徐妙筠摆了摆手,道:“今天我也只是个陪客罢了,仲然,你和我到外头去喝茶。让她们俩说说话。”说着起身往外走。仲然有些犹豫。回头看了看魏紫英,又看了看裴青青,这才跟在徐妙筠后头出来。
徐妙筠亲自给他斟了一杯茶,绣娟还贴心的送上来好几碟子点心。看着仲然坐立不安的样子,笑道:“你放心好了,青青还不至于在里头杀人灭口。
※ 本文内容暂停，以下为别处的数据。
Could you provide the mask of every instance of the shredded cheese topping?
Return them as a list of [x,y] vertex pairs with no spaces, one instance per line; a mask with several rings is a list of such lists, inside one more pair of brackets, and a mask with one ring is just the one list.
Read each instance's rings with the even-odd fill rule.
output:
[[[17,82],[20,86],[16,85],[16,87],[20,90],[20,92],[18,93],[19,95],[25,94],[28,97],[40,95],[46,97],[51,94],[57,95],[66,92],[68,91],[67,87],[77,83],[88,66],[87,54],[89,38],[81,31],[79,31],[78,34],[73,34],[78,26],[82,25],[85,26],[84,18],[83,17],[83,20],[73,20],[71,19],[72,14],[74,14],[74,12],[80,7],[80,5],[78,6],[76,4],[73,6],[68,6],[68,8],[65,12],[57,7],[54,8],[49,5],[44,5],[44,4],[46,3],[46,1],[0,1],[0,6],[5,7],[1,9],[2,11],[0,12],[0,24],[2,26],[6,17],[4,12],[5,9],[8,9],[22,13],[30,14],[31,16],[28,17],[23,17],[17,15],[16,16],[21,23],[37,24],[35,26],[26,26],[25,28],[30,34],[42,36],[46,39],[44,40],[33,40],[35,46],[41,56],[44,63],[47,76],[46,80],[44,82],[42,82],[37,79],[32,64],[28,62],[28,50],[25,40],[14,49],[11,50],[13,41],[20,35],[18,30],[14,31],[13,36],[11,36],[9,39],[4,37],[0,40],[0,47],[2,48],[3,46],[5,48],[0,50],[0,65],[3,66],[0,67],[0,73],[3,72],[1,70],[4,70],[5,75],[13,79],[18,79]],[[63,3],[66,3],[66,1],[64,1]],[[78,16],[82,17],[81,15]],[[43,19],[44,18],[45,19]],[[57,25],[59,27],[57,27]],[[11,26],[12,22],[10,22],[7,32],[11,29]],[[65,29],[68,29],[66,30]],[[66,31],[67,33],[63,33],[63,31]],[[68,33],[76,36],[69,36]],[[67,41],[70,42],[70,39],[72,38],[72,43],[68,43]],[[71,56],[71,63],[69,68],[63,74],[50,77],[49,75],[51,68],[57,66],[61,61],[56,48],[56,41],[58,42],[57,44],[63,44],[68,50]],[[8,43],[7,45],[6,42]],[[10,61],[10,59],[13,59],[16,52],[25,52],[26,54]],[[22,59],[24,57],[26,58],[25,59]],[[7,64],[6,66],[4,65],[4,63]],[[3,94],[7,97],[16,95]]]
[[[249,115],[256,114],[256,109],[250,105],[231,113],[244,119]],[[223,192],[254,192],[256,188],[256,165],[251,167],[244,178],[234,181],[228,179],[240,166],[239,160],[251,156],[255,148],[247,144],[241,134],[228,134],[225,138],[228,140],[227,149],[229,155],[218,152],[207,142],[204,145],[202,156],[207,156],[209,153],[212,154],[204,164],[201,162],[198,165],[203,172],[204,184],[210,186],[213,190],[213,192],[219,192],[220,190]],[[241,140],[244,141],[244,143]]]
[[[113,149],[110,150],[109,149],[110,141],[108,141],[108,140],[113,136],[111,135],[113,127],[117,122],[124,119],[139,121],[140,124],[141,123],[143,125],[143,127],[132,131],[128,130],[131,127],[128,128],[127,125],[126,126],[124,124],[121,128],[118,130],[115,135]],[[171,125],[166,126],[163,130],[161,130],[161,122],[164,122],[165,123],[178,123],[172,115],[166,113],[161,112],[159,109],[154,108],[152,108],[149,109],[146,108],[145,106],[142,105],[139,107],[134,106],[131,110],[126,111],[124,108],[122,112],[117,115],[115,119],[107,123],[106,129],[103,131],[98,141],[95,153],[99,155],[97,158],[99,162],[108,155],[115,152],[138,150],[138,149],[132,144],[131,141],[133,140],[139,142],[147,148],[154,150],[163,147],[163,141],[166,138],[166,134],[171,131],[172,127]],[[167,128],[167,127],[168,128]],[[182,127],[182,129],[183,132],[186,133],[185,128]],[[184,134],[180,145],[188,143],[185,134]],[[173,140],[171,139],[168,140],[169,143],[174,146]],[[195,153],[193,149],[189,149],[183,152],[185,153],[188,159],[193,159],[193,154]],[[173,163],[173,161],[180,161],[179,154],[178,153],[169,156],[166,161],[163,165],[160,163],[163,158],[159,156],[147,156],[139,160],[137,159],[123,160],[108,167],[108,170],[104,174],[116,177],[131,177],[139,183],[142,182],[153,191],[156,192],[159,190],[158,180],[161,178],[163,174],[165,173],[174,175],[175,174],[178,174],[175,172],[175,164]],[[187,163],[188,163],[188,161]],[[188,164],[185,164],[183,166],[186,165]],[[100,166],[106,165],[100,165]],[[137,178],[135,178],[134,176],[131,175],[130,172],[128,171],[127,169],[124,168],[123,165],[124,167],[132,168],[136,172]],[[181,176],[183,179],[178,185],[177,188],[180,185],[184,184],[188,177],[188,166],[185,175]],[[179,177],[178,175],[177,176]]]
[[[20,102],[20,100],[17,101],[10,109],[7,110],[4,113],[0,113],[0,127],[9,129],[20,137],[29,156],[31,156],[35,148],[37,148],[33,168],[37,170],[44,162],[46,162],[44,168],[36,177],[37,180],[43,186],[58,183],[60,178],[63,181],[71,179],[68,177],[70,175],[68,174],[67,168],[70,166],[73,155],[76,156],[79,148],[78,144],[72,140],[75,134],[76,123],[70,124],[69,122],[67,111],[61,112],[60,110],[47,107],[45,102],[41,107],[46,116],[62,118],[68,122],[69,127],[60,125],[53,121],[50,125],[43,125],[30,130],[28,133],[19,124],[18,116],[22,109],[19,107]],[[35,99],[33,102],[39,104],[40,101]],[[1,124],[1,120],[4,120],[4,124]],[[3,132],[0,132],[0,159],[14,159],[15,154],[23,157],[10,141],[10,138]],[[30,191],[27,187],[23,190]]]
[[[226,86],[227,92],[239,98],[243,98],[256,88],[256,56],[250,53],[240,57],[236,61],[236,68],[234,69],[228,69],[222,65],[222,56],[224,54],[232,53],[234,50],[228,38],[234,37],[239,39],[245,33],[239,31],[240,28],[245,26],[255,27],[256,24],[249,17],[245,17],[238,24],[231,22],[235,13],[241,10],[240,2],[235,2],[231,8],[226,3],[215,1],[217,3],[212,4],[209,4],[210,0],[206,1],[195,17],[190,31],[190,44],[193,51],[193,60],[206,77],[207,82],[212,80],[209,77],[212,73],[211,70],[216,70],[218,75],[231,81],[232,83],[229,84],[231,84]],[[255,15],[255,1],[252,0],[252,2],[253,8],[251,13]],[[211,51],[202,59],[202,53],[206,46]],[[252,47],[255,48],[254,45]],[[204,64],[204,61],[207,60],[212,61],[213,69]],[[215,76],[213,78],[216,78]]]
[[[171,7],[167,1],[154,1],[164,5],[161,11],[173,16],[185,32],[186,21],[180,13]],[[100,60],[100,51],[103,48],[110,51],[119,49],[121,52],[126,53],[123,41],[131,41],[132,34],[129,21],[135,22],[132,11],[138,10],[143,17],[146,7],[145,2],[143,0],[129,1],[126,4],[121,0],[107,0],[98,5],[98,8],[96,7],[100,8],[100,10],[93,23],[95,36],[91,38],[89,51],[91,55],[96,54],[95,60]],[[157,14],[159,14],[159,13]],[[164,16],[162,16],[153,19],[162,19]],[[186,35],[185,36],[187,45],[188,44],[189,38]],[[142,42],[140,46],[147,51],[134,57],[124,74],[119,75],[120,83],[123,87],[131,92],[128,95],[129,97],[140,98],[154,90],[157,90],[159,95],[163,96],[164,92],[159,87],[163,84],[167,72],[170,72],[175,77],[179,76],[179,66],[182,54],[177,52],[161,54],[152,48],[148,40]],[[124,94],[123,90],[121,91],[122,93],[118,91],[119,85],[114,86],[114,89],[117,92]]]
”
仲然听出了她话里的打趣,勉强笑了笑。
徐妙筠道:“魏紫英是不是有个姐姐嫁到了孙家?”
仲然听她一问,转开了注意力,道:“我听紫英说起过,那个是魏家的大小姐,好像叫紫芸,是紫英同父异母的姐姐。”
徐妙筠有些惊诧:“魏紫英不是嫡出?”
仲然道:“她只是被记在嫡母名下罢了。魏紫芸是紫英父亲原配所生,十分受宠,后来紫英的嫡母做了续弦,只生了儿子,却没有女儿。便把紫英寄养在名下,说是嫡出,其实也就是个名儿而已,不过是被她嫡母用作争宠的工具罢了,紫英说,她从小就被嫡母挑唆和姐姐不对付,因为她父亲十分钟爱原配夫人,也十分疼惜长女,这才惹得紫英的嫡母不高兴的缘故。”
徐妙筠道:“原来是这样。”
仲然道:“她嫡母面甜心苦,当着她父亲对她嘘寒问暖,背地里却冷言冷语,什么气都冲着她去,紫英说,她面上看着是魏家的千金小姐,背地里的心酸也只有自己知道,出门穿的华丽的衣裳首饰都是有数的,回到家就要脱下来送还给她嫡母,有一次她无意中丢了一根簪子,她嫡母便饿了她一整天,不给饭吃,紫英也可怜得很。”
徐妙筠道:“的确可怜的很。”
仲然道:“当初嫡母养着她,也是希望利用她来结一门好亲事,只可惜,还没把她嫁出去,魏家就倒了,她被卖入晴烟楼后,不肯受辱,挨打挨骂是常事,有时候好几天都不给饭吃,也是常事,她都慢慢熬了过来,哭着求晴烟楼的老鸨说只要不卖身,让她做什么都愿意,我找到她的时候,她就在晴烟楼里砍柴挑水,我要赎她出去,她不肯,说我是她的仇人,还说我要是再去找她,她就去接客,把我气得半死。”
仲然说着说着笑起来,见徐妙筠看着他,这才敛了笑意,讪讪道:“是您先问的。”
徐妙筠道:“这么说来,你们早就认识了?”
仲然道:“是,只是那时候我不知道她的身份罢了,她在魏家的日子苦的很,偷偷地绣一些东西拿出来卖,有一次正好在街上,我的马差点踩到她,她绣的东西也都掉在地上脏了,把她气的直掉眼泪,我看她可怜,给了她一个银锭子,那时候我不知道她是魏家的小姐,后来有一次在谢家赴宴,人多乱哄哄的,我偶然间瞧见的。”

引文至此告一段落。